---
name: image-ocr
displayName: Image OCR
description: Extract and convert text from images (.png, .jpg, .tiff) using OCR.
  Use when you need to read, copy, or export text from scanned documents,
  screenshots, or photos.
tags:
  - ocr
  - image
  - text-extraction
  - png
  - jpg
  - tiff
  - converter
capabilities:
  - ReadImageText
  - ExtractTextFromImage
  - ConvertImageToJson
  - ConvertImageToCsv
representativeQueries:
  - Read text from a PNG file
  - Extract text from a scanned TIFF document
  - Convert image text to JSON or CSV
  - OCR a JPG photo and get the text out
  - What does this image say
version: 0.1.0
tier: curated
---

# Image OCR

Extract human-readable text from image files (.png, .jpg, .tiff) using OCR (Optical Character Recognition).

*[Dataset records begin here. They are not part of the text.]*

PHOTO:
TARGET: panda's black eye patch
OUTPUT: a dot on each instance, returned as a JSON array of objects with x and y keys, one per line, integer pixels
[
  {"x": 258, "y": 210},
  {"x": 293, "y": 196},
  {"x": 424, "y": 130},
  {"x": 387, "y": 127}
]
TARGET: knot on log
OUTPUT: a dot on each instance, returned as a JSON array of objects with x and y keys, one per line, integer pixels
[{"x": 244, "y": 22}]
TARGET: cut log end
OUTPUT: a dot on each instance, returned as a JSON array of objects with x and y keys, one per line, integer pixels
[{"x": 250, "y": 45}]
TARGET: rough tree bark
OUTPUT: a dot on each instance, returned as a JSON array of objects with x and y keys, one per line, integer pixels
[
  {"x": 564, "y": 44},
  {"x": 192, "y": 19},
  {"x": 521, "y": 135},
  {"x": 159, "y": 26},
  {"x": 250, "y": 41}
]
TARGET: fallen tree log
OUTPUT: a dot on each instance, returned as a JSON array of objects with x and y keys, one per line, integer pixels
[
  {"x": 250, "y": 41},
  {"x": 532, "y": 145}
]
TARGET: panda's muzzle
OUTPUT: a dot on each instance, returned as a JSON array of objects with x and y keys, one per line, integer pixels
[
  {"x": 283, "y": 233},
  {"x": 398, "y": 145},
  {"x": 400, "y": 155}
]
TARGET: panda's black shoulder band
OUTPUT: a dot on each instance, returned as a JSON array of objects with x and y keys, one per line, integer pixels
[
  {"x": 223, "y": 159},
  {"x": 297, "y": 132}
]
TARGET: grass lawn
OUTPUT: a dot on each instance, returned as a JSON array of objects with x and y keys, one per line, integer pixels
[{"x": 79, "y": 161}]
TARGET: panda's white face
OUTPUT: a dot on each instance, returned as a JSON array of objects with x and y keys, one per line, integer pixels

The converter script wraps Tesseract via pytesseract and outputs plain text, JSON, or CSV to stdout.

## When to use

- Reading text from scanned documents, receipts, or photos
- Converting a screenshot or image containing a table into structured data
- Pulling text out of a .tiff exported from a scanner or fax
- Any workflow where the source is an image rather than a text file

## Steps

1. **Locate the source image.** Accept a file path to a .png, .jpg/.jpeg, or .tiff file.
2. **Open and pre-process.** Load with Pillow; convert to grayscale (always applied — improves OCR accuracy on colour images). Additional steps such as upscaling to >=300 DPI or thresholding can be added in `preprocess()` for low-quality scans.
3. **Run OCR.** Call `pytesseract.image_to_data()` against the image; the structured output contains bounding boxes and line/paragraph coordinates used for all three output modes.
4. **Structure the output.** Emit plain text by default; pass `--format json` or `--format csv` to get word-level structured output with confidence scores.
5. **Handle multi-page TIFF.** If the file is a TIFF with multiple frames, iterate pages and concatenate or label each page's text.

## Output

- **plain** (default): raw extracted text printed to stdout.
- **json**: list of word records `[{"page": 1, "word": "...", "conf": 95, "left": 10, "top": 20, "width": 50, "height": 15}]`
- **csv**: same fields as CSV with a header row.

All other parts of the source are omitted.